In Procurement and Supply Chain, resilience (which is defined as the capacity to withstand or recover quickly from toughness) typically refers to supply resilience and the ability to adapt when a supply line gets cut off (due to a supplier bankruptcy or plant shutdown; port strike; logistics delay or loss; etc.). That’s because it used to be the biggest threats to a business’ operation was a supply disruption. Now, it’s only one threat among many that can devastate a modern business. Today’s enterprises have to deal with, among other emerging threats:

  • Natural Disasters: which can now occur close to home even if they never did before (and thanks to global warming they will soon be 10X what they were five decades ago!)
  • Rapid Cost Increases: as a result of tariffs, sanctions, embargoes, and trade wars (as per our article last week on why cost reduction ain’t happenin’, for example)
  • Cyber Attacks: which can hold part or all of their business ransom, unless they have a complete back up less than 24 hours old and are willing to take take their entire business offline, restore and build manually, and keep the business offline until the holes that were exploited by the hackers are identified and plugged
  • Business Operating System Failure: today’s enterprises run on SaaS solutions, and in today’s economic environment, some of these vendors could fail with very little notice and all of a sudden you’re unable to efficiently execute parts of your business until you find a replacement system (and if you didn’t ensure your contract contained the right to download all of your data and configuration settings at any time, and test that you could the minute the system was fully installed and populated with your data, and you can’t do so before the system goes offline, you could be in serious jeopardy — complete data access is way more important than code escrow, especially if you have no clue how to maintain and operate the system, so make sure it is in every contract you sign (and if it’s not, don’t sign)!)
  • Lack of Talent: many reasons for this:
    • Layoffs/Early Retirement: When times got tough, you happily let the boomers walk out the door, enticed Gen-X to do early retirement, and laid off the senior Gen Y talent — most of the top talent is now gone and the rest, that should have been retained, never got proper training or experience
    • Gen-AI: you fell for the bullcr@p that it would allow you to reduce your workforce and solve all your problems and not only did you not bring needed talent in, but you let more walk out the door
    • Tough Competition: smart companies are realizing that while the right tech in the right hands applied to the right problem can make employees super human, without the right talent with the right Human Intelligence (HI!), the AI tools are useless and are seeking out the talent that remains who can use tech with more audacity and resolve than ever before; and if your top talent isn’t well paid and happy, you could lose them without warning (FYI: you will if you mandate unnecessary office returns — remember, it’s about productivity, not being at a certain place at a certain time)
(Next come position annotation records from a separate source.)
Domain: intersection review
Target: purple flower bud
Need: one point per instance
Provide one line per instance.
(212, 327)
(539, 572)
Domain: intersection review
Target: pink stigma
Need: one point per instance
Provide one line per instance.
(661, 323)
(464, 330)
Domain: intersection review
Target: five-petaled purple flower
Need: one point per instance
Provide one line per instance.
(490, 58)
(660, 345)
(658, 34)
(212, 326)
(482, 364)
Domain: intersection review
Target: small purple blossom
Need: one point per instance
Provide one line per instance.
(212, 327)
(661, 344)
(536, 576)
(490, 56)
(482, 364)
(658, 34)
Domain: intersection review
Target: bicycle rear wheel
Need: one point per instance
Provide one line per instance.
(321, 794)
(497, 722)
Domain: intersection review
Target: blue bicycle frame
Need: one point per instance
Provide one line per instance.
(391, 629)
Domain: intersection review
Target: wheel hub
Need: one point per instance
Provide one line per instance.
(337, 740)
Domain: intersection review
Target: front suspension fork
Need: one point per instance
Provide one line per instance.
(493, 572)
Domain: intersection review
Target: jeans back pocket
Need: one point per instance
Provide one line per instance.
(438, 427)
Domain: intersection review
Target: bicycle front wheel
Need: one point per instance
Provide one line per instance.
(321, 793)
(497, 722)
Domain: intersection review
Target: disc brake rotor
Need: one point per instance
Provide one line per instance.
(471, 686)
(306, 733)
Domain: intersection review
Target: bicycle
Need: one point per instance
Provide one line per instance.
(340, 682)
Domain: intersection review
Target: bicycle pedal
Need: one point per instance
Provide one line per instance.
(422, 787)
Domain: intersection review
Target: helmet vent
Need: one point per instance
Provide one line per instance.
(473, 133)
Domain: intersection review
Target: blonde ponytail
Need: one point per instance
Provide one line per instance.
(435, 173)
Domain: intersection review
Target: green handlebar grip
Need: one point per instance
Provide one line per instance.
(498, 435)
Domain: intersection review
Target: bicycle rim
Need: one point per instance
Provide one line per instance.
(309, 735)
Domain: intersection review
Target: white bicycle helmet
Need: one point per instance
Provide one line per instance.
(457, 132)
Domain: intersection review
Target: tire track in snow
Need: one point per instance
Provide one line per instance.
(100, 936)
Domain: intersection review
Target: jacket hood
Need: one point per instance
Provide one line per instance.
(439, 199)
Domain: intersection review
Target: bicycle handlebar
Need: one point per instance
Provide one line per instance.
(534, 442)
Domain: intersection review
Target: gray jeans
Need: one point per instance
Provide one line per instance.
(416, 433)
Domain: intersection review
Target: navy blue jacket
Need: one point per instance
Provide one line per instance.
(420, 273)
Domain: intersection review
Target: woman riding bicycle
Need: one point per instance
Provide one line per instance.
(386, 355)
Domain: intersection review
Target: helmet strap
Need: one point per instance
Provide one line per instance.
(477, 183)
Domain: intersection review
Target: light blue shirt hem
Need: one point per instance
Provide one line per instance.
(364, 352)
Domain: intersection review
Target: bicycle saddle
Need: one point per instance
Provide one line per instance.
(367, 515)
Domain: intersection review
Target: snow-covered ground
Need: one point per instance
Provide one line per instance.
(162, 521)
In other words, possible business ending events are going to arise and engulf all areas of the business and a business that can’t quickly identify, assess, mitigate, and monitor will not be a business that survives.

Resilience is going to take on a whole new meaning, so make sure your Procurement and Supply Chain departments are up to the task! You might have thought the worst was behind you now that the COVID-19 Pandemic is over, but that was just the trial run!